I live in central Florida about an hour from WDW. I like to stay overnight, just one or two nights, when I go to WDW.  I get Florida resident discounts, I buy the annual pass so I don't really need the perks that come with direct purchase,  I have owned other time shares in the past, Wyndham and currently Vistana, I wanted to "dip my toe" into the DVC water.  I tried once to buy a small contract from DVC but got nowhere with that.  I have a small family that visits occasionally so studio or at most one bedroom is all I need.  I may have to up my purchase to 75 but if I do I want to buy one of the older resorts.  There is a Poly 50  point out there for $140 a point, but at that price I could go direct.


----------



## paluamalia (Jul 23, 2017)

littlestar said:


> As far as I know, DVC does not sell contracts in anything less than 25 point increments. I have never heard of a 15 point contract - but if that Aulani 15 point contract is not a typo, you could barely reserve one night in a studio with only 15 points.
> 
> By the way, you can buy 50 points direct from Disney as a first time purchaser. I had a friend that bought a 50 point contract direct as a first DVC purchase - she purchased 50 points at Old Key West with the 2057 expiration.

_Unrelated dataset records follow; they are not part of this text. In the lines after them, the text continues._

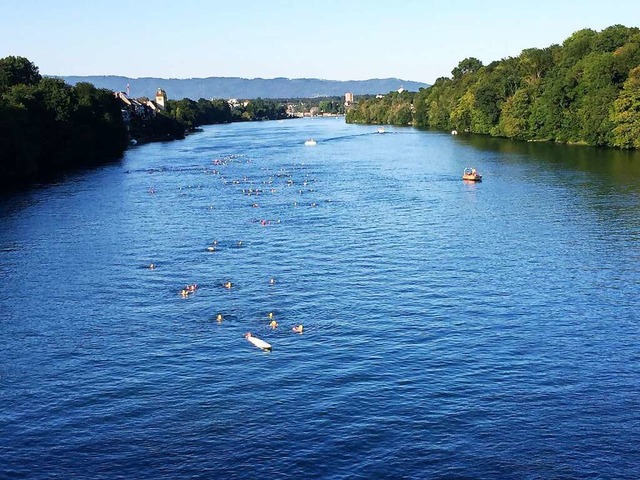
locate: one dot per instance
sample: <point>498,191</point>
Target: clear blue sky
<point>340,40</point>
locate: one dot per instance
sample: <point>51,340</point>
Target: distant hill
<point>244,88</point>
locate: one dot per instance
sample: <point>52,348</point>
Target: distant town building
<point>348,99</point>
<point>130,107</point>
<point>161,99</point>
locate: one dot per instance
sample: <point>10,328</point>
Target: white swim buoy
<point>257,342</point>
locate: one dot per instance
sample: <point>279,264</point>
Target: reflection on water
<point>455,329</point>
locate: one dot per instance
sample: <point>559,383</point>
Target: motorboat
<point>471,174</point>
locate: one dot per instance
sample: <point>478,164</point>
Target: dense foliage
<point>586,90</point>
<point>48,127</point>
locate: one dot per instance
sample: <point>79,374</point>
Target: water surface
<point>451,329</point>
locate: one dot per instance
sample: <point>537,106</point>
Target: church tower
<point>161,99</point>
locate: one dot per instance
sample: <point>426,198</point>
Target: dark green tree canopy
<point>17,71</point>
<point>580,92</point>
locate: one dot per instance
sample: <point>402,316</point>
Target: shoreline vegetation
<point>49,128</point>
<point>585,91</point>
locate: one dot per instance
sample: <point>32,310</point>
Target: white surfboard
<point>258,342</point>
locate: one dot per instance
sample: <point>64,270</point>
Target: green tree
<point>17,71</point>
<point>625,115</point>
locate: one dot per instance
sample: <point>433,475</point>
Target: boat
<point>471,174</point>
<point>257,342</point>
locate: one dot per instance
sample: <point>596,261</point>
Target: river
<point>451,329</point>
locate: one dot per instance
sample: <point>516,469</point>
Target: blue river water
<point>451,329</point>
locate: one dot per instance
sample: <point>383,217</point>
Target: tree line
<point>585,91</point>
<point>47,126</point>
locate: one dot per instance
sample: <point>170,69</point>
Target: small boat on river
<point>471,174</point>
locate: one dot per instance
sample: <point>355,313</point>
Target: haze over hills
<point>245,88</point>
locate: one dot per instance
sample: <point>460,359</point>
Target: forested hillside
<point>586,90</point>
<point>48,127</point>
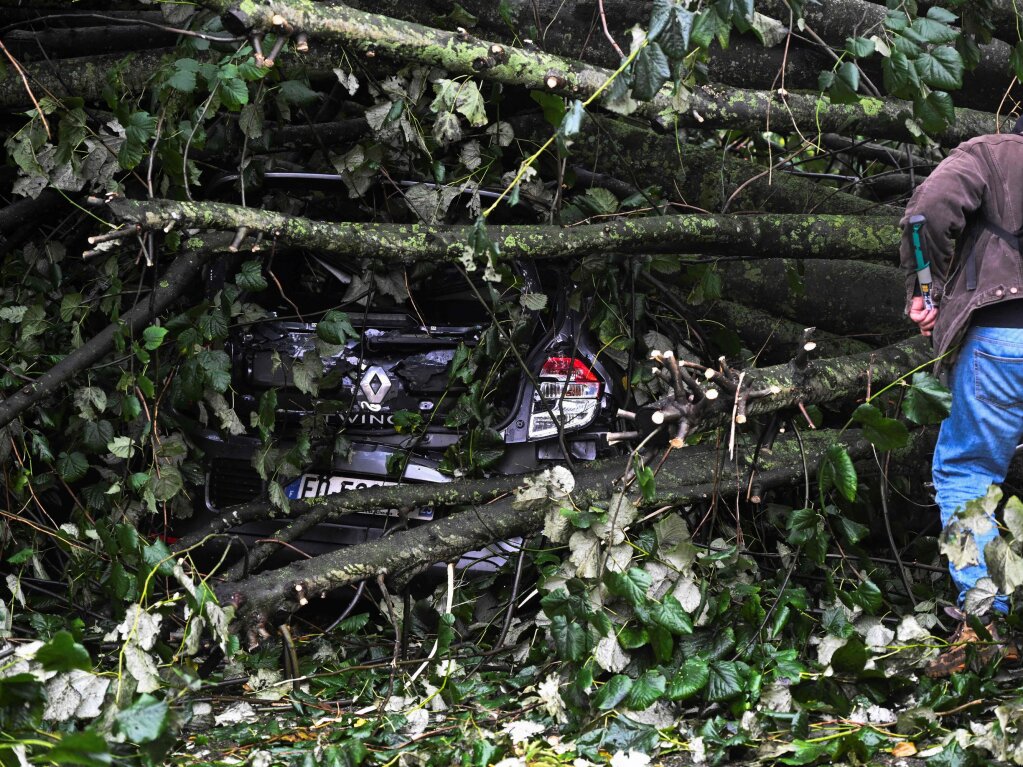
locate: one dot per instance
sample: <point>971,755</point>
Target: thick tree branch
<point>707,106</point>
<point>173,283</point>
<point>753,236</point>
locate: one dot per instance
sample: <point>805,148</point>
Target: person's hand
<point>925,318</point>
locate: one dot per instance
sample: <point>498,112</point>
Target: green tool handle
<point>923,267</point>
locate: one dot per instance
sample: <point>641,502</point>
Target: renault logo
<point>374,385</point>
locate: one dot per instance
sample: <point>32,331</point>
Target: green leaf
<point>803,525</point>
<point>927,401</point>
<point>859,47</point>
<point>941,14</point>
<point>552,106</point>
<point>85,749</point>
<point>233,92</point>
<point>571,638</point>
<point>631,585</point>
<point>838,470</point>
<point>1013,517</point>
<point>144,721</point>
<point>671,616</point>
<point>612,692</point>
<point>158,557</point>
<point>250,277</point>
<point>941,68</point>
<point>850,658</point>
<point>853,531</point>
<point>1016,59</point>
<point>690,679</point>
<point>336,328</point>
<point>652,71</point>
<point>631,637</point>
<point>723,681</point>
<point>674,40</point>
<point>1006,566</point>
<point>883,433</point>
<point>122,447</point>
<point>900,76</point>
<point>297,92</point>
<point>933,32</point>
<point>935,110</point>
<point>152,336</point>
<point>63,653</point>
<point>183,75</point>
<point>646,690</point>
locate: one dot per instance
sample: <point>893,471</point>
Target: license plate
<point>317,486</point>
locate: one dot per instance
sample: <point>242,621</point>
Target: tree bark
<point>770,337</point>
<point>820,380</point>
<point>753,236</point>
<point>864,301</point>
<point>706,107</point>
<point>687,476</point>
<point>173,283</point>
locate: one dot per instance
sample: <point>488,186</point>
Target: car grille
<point>232,481</point>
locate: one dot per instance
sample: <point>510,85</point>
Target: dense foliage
<point>787,623</point>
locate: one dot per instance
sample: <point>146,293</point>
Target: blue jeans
<point>978,439</point>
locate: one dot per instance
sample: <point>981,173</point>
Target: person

I investigated that once with the salesperson they assigned to me, but got nowhere.


----------



## Dean (Jul 23, 2017)

paluamalia said:


> I live in central Florida about an hour from WDW. I like to stay overnight, just one or two nights, when I go to WDW.  I get Florida resident discounts, I buy the annual pass so I don't really need the perks that come with direct purchase,  I have owned other time shares in the past, Wyndham and currently Vistana, I wanted to "dip my toe" into the DVC water.  I tried once to buy a small contract from DVC but got nowhere with that.  I have a small family that visits occasionally so studio or at most one bedroom is all I need.  I may have to up my purchase to 75 but if I do I want to buy one of the older resorts.  There is a Poly 50  point out there for $140 a point, but at that price I could go direct.


You can buy 50 retail if you want including sold out resorts other than you MAY not be able to get Copper Creek but certainly can Poly.  Given the intricacies of small contracts and the minimal $$$ difference at 50 points for Poly, I'd still consider retail there.  For your situation are you going to be able to plan at least 7 months out?  Most going as you plan are doing more short notice which is getting more and more difficult and is not a viable plan IMO.  I'm questioning whether DVC makes sense at all.  You can always find someone to rent from on a regular basis.


paluamalia said:


> I investigated that once with the salesperson they assigned to me, but got nowhere.


You can buy 50 retail.  If that works for you, call them again.


----------



## paluamalia (Jul 23, 2017)

Dean said:


> You can buy 50 retail if you want including sold out resorts other than you MAY not be able to get Copper Creek but certainly can Poly.  Given the intricacies of small contracts and the minimal $$$ difference at 50 points for Poly, I'd still consider retail there.  For your situation are you going to be able to plan at least 7 months out?  Most going as you plan are doing more short notice which is getting more and more difficult and is not a viable plan IMO.  I'm questioning whether DVC makes sense at all.  You can always find someone to rent from on a regular basis.
> You can buy 50 retail.  If that works for you, call them again.


Ok


----------



## VegasBella (Jul 23, 2017)

Here is how to set up a Google alert : https://support.google.com/websearch/answer/4815696?hl=en

This will allow you to search multiple websites daily without having to do the hard work of actually doing the hard work. Just set up the alert and let Google search for you.


----------



## paluamalia (Jul 23, 2017)

VegasBella said:


> Here is how to set up a Google alert : https://support.google.com/websearch/answer/4815696?hl=en
> 
> This will allow you to search multiple websites daily without having to do the hard work of actually doing the hard work. Just set up the alert and let Google search for you.


Thanks I'll give it a try


----------